Drug for Bladder Problems May Help Control Weight

By Kathleen Doheny

HealthDay Reporter


TUESDAY, Jan. 6, 2015 (HealthDay News) — A drug already used to treat overactive bladder may also someday help control weight by boosting the metabolic powers of brown fat, a small study suggests.

While white fat stores energy, brown fat burns energy to generate body heat. In the process, it can help maintain body weight and prevent obesity, at least in animals, previous studies have shown.

In the new study, researchers gave 12 healthy, lean young men a high dose of the drug mirabegron (Myrbetriq), and found that it boosted their metabolic rate.

The drug “activates the brown fat cells to burn calories and generate heat,” said study researcher Dr.
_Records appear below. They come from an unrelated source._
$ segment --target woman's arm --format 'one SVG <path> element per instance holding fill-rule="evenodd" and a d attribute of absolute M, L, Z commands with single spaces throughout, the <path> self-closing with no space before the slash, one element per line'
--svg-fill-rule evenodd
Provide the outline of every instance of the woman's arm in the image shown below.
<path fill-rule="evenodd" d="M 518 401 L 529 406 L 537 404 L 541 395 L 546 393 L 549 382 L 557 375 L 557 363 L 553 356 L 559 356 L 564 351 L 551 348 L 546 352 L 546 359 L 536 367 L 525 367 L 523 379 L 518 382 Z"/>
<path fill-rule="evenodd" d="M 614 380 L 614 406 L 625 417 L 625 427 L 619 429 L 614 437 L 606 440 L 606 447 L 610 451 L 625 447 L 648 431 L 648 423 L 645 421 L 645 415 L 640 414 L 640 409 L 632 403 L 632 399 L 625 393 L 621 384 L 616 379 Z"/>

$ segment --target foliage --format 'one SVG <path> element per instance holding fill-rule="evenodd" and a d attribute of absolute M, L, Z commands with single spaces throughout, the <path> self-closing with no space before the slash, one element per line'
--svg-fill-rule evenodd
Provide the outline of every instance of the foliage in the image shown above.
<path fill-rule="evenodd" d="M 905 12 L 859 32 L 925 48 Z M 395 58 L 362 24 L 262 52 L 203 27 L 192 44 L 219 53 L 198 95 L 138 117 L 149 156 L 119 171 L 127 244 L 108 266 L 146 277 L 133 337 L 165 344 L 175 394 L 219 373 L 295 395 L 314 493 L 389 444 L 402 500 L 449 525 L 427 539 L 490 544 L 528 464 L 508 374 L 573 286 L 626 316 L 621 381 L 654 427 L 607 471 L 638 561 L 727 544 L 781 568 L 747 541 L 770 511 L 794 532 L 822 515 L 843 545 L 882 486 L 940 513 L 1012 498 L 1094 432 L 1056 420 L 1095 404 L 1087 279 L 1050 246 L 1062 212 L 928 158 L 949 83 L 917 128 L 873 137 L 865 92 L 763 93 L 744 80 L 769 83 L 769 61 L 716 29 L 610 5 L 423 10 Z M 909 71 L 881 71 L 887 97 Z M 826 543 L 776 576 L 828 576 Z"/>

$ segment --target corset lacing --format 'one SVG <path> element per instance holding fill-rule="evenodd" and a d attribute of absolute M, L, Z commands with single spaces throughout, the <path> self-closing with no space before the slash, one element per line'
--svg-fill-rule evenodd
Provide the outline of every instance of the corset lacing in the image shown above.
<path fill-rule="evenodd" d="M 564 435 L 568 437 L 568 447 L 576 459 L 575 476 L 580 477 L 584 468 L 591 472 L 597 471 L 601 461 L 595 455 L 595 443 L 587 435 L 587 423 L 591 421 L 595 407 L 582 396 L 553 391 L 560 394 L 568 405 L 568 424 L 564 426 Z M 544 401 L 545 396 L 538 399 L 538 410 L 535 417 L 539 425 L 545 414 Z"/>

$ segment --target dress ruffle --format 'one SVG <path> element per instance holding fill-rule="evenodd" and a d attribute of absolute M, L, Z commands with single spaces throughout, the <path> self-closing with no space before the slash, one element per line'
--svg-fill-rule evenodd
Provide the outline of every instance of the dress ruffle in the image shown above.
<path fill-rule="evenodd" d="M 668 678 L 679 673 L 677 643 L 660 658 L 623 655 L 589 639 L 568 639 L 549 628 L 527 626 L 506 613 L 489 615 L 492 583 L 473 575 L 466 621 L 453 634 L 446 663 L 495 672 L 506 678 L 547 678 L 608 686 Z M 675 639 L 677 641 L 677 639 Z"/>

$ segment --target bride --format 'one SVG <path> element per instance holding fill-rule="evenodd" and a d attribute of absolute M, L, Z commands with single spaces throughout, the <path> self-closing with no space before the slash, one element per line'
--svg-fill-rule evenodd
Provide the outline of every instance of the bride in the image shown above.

Aaron Cypess. He is section head of translational physiology at the U.S. National Institute of Diabetes and Digestive and Kidney Diseases.

When the activity of the drug peaked, “the metabolic rate went up by 13 percent on average,” Cypess said. That translates to about 203 calories, he said.

However, Cypess said that doesn’t necessarily mean the men would burn an extra 203 calories a day over the long-term. The researchers don’t yet know how long the calorie-burning effect might last, as they didn’t follow the men over time.

The researchers projected the three-year weight loss would be about 22 pounds.

The study was published Jan. 6 in Cell Metabolism.

Cypess conducted the research while working at the Joslin Diabetes Center and Harvard Medical School. The study was funded by the U.S. National Institutes of Health, with no drug company involvement.

The men, whose average age was 22, took a single dose of the drug in one session and took a single dose of a placebo in another, serving as their own comparisons. The researchers measured metabolic rate by scans, including positron emission tomography (PET) and CT scans.

The effects of the drug on fat-burning, Cypess said, would be “mild to moderate if sustained.”

The drug works by activating what is known as a beta 3-adrenergic receptor, found on the surface of brown fat cells. It is also found on the urinary bladder cells, and the drug works to calm an overactive bladder by relaxing muscle cells there, he said.